I’ve come across a lot of ideas since my self-improvement journey began. Many of them have been wonderful and have made my life better whenever I’ve used them consistently. However, there have also been plenty of bad ideas that have either kept me from improving or have gone so far as to make me regress. Sometimes pointing out the ideas to avoid can be just as important as pointing out the ideas to practice; simply steering clear of potholes can save a lot of trouble, both on the road and in life. Here are some ideas that I think should be avoided at all costs.

  1. “You can’t know the good without the bad”. I almost always hear this said alongside a long speech about everything from light and darkness to good and evil. The idea itself and the speech come across to me as attempts to think or talk away painful emotions instead of working through them. Also, how can anyone claim to know with certainty that idea about good and bad? Since nobody has gone through a whole life knowing only good or only bad, nobody can truly know if this statement is true or false. Instead of believing badness to be an essential element of life, it’s better to work to reduce or eliminate it wherever possible, which is difficult to do if one believes the first idea on this list.

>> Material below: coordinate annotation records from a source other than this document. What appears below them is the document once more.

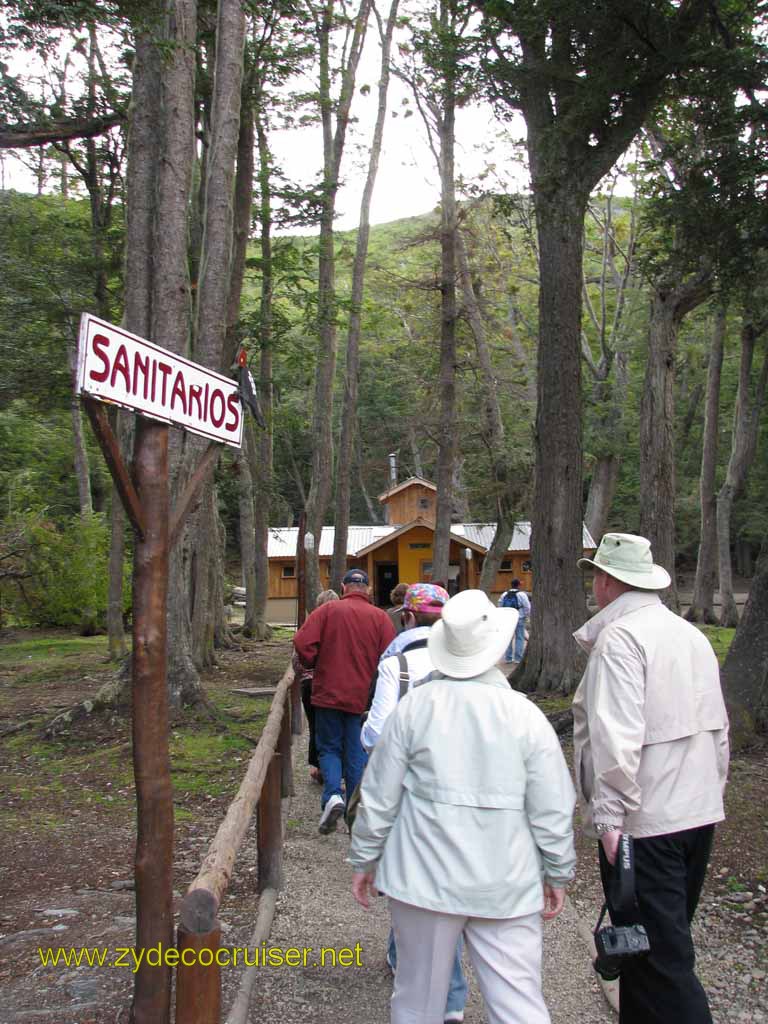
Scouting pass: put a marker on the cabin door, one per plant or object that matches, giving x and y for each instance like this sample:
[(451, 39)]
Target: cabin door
[(386, 581)]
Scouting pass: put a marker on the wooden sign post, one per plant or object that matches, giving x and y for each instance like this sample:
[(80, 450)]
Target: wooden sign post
[(119, 368)]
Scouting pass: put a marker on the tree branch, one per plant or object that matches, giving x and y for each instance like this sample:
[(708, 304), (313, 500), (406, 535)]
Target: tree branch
[(26, 136)]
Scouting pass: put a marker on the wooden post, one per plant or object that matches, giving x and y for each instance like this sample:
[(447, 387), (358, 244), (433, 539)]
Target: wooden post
[(301, 572), (269, 827), (284, 749), (152, 768), (297, 711), (198, 975)]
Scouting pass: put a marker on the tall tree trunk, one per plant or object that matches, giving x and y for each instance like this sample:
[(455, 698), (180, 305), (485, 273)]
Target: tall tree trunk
[(157, 307), (745, 670), (140, 186), (611, 400), (261, 450), (743, 443), (670, 303), (558, 605), (374, 510), (349, 403), (247, 529), (82, 471), (115, 627), (446, 386), (333, 148), (505, 527), (657, 437), (171, 304), (213, 310), (508, 484), (702, 603), (602, 489)]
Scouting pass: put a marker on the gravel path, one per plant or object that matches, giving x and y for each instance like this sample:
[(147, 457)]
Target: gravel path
[(315, 908)]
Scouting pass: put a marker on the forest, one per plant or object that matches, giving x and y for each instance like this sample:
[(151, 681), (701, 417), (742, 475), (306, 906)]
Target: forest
[(588, 347)]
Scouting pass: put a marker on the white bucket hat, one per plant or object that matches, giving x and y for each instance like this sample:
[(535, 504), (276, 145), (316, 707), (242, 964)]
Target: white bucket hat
[(628, 557), (471, 635)]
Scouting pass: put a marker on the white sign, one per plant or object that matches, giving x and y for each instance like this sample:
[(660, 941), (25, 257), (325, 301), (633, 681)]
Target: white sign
[(117, 367)]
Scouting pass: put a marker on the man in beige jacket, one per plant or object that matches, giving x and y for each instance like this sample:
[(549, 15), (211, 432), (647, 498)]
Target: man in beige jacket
[(650, 738)]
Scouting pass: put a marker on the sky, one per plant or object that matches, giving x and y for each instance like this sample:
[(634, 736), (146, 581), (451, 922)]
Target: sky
[(408, 182)]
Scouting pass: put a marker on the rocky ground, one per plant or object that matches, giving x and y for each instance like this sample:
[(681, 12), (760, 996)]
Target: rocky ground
[(67, 880)]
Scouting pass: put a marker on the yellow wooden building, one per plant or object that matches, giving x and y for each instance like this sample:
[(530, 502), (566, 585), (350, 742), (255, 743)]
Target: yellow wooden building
[(400, 551)]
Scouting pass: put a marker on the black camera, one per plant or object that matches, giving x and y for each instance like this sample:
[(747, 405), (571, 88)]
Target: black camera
[(615, 942)]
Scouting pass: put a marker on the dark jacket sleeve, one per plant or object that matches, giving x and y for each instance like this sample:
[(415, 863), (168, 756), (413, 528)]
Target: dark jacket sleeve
[(307, 640), (388, 633)]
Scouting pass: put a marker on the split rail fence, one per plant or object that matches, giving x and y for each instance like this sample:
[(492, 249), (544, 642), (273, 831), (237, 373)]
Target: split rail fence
[(267, 780)]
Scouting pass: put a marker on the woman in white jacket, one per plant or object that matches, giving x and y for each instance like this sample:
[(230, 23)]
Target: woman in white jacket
[(466, 823)]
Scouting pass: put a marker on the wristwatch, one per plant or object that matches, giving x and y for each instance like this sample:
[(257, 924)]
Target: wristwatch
[(603, 827)]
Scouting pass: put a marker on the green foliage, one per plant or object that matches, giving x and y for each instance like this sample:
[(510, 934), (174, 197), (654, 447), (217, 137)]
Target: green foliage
[(721, 639), (64, 570)]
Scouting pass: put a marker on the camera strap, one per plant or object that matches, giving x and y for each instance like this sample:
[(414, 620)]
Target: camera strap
[(622, 886)]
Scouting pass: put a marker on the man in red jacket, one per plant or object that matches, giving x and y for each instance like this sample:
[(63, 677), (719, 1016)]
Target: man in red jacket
[(342, 641)]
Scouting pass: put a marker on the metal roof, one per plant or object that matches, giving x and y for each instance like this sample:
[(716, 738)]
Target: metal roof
[(282, 541)]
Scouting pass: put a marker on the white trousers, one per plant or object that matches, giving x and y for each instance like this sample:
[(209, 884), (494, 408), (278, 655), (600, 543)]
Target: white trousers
[(506, 954)]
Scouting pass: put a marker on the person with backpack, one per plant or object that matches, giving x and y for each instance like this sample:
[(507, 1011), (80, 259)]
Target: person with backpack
[(515, 597), (410, 667), (465, 821)]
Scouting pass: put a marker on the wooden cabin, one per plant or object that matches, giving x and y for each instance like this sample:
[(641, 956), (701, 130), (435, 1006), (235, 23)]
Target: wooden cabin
[(400, 550)]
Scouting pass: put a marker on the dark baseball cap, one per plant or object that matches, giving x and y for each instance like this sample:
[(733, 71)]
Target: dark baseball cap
[(355, 576)]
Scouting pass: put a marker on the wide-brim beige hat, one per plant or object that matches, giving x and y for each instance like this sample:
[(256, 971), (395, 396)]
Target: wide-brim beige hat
[(628, 557), (471, 636)]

  2. “You need some sadness in life”. Another seeming attempt to rationalize painful experiences instead of working through negative emotions and avoiding unnecessary pain. This one is similar enough to the previous idea that I’ll add a necessary clarifying point: it’s still important to work through sadness when it comes up. Most of my posts since 2020 have discussed this to some degree, so I won’t belabor the point here. As crucial as it is to manage sadness in a healthy way, it’s equally crucial to avoid falling into the trap of thinking that a life without sadness would somehow be worse than a life with sadness.
  3. “Protect your energy”. Of all the ideas on this list, this one is the least bad. I believe the intentions behind it are good but that it causes more harm than good. In addition to fostering excessive personal guarding, the notion that energy can be taken or given from person to person creates a self-fulfilling prophecy that can make someone attempting to “protect energy” feel worse than if he had done nothing. On a practical level, I’ve never heard any explanation of how to “protect energy” from anyone who’s used that phrase around me. My own daily practice involves noticing how I’m feeling and doing whatever I need to either stay feeling good or feel better if I’m feeling bad. This could include eating, drinking water, moving around, sleeping, using the bathroom, taking some deep breaths, talking to a kind person, spending time by myself, etc. I find all of that self-care more useful than trying to “protect energy”.
  4. “Life is suffering”. By far the worst idea on this list, it’s hard to know where to start with this one since there’s so much wrong with it. For one thing, it’s factually wrong. Suffering is a mental state, not an inevitable fact of life and especially not the totality of life itself. Someone can be in great pain without suffering while another can be in hardly any pain and yet suffer greatly. This is totally lost when someone uses that phrase without ever defining the word “suffering” or using the term “suffering” interchangeably with other words such as “pain”, “misery”, “discontent”, etc. Further, this phrase is often attributed to the Buddha despite the fact that it is a massive perversion of what the Buddha actually said. Although getting an accurate translation is difficult, it is safe to say that his ideas were more nuanced and useful than saying “Life is suffering”. Lastly, this phrase seems like an easy excuse to make oneself and others miserable. Creating and spreading misery was precisely what someone I once knew did almost every chance he got; the fact that this person also used this phrase more than anyone else I’ve ever known is, to me, no coincidence. If he wasn’t already out of my life, I still wouldn’t have turned to him for support when I lost my dog Sawyer. Knowing him and remembering some specific situations involving animals, he’d have made me feel much worse with his harsh words and total lack of compassion. Rather than repeat his mistakes, it’s best to recognize that life is an adventure that we can either use it for good or for bad, and to do our best to use it for good.